Haunting Ghoulhaven Hall is a myriad of ghouls and goblins. Skeletons, spiders, zombies, mummies, and even haunted televisions inhabit every room, and you have to clear them out in order to move on. The gameplay in Ghoulies is very simple. You move with the left stick on the Xbox controller and attack using the right stick. You can also pick up brooms and chairs and lots of other objects and use them as weapons. This sounds pretty cool, and it would seem you have a fair bit of freedom in how you play the game, but the techniques and attacks you use are exactly the same in the last room of the mansion as they were in the first room. Another problem I have is that Cooper seems to move rather slowly, and that combined with the simple nature of the combat makes the game feel more tedious than fun.
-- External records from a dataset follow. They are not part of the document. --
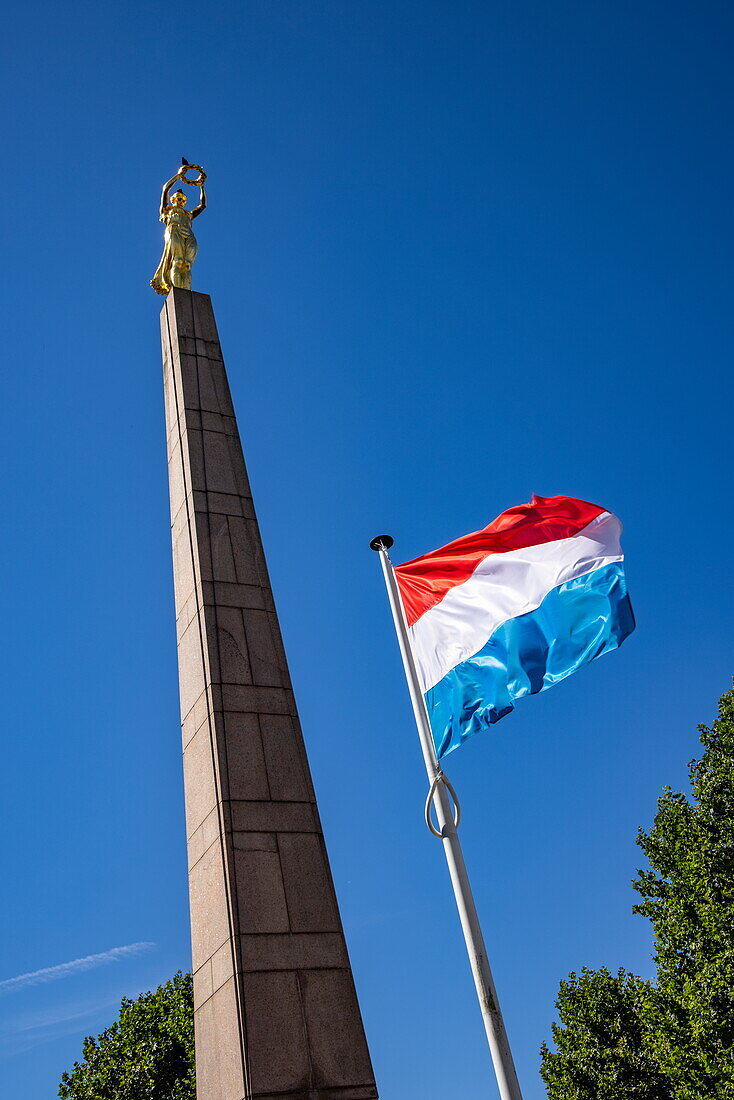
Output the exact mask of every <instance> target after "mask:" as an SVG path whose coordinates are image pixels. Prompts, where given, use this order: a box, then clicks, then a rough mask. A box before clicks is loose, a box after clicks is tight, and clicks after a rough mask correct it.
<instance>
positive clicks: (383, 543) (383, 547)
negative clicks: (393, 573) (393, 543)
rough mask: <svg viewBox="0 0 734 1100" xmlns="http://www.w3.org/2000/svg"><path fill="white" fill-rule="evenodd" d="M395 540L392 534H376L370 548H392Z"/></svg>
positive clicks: (376, 549)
To try to combat the feeling of repetition from the combat, the game gives you different challenges in each room later in the game. At the beginning, it is simply a beat-em-up where you have to clear out all of the enemies. Later rooms require you to clear the area without getting hit, do all of your damage only using weapons, or clear the room within a strict time limit. If you violate any of these rules, the Grim Reaper will come out and kill Cooper, which isn't much of a problem really but I'll cover that later. The game starts off easy and rather dull, but when the game starts imposing stricter requirements for clearing rooms it becomes more difficult. Well, not really difficult, annoying is a better word. You find yourself fighting the controls and the simplistic combat and the incredibly slow pace of the game more than the enemies.

My main problem with the game lies in that everything is too simple and it feels like you are being babied through the game. You are told when and where and how to do everything in the game and there is no exploration at all because you never have a choice as to what door you go through. If you die in the game, either because of the monsters or the bony hand of the Grim Reaper, you just get to restart in the room you are currently on. You only need a couple of looks at even the most difficult (annoying) rooms and you can beat them, so the fact that you aren't penalized at all for dying makes Grabbed by the Ghoulies even easier than it already is.
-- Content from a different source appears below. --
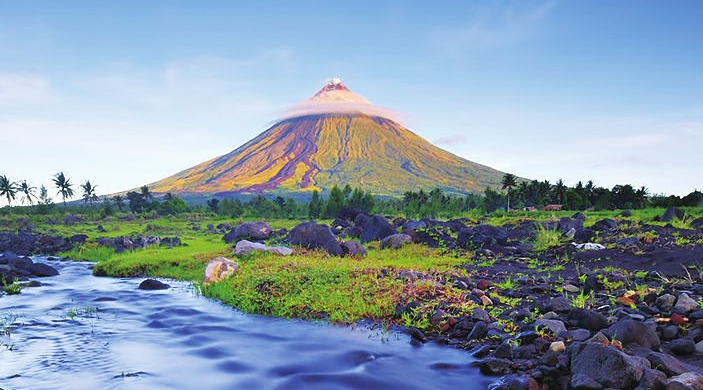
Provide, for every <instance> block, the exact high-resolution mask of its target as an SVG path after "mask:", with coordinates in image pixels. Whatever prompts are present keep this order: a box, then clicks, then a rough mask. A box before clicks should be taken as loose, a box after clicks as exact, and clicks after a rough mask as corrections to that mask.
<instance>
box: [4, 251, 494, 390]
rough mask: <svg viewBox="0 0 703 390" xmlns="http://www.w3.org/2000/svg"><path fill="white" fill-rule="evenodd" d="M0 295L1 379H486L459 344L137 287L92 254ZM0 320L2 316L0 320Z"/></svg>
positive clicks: (459, 382)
Graphically, Grabbed by the Ghoulies is a very pretty game. Everything has a bright, cartoony look to it and the characters are all nicely detailed. The rooms you explore are also very detailed and look very nice. You can destroy a lot of the furniture and things in each room, and even though it has little to no impact on the game itself, it is pretty fun to look back on a room that you just completely trashed. The look of the game is very true to the Halloween theme, and it is pretty safe to say that the graphics and theme are the only things keeping this ship afloat. There are also tons of references to past Rare games all over the place as well, so that is definitely something to look for.

The sound is also very well done. In typical Rare fashion, there isn't any voice acting in the game and each character is instead represented by different grunts and groans. The enemies all have unique sounds and manage to be both menacing and incredibly comical at the same time. The music fits the spooky theme and does a good job of tying everything together.

Overall, Grabbed by the Ghoulies isn't exactly up to the standard we expect from Rare. Does this mean that the magic is gone and Nintendo was smart to get rid of them when they did? I would say no. Despite the fact that it doesn't seem like anyone can admit it, Grabbed by the Ghoulies is obviously a kid's game. A game with combat this simple and gameplay that is intentionally so easy (You can turn on an option in the menu to give you double health when you die, hello!), I can't imagine that it was intended for all of the adult reviewers that are panning it. If it appeared on the GameCube, I think it would have been better received just because Nintendo fanboys would force themselves to like it. On the Xbox, though, Grabbed by the Ghoulies just seems out of place. If you have kids or just want to see what Rare has been up to on Xbox, give it a rent.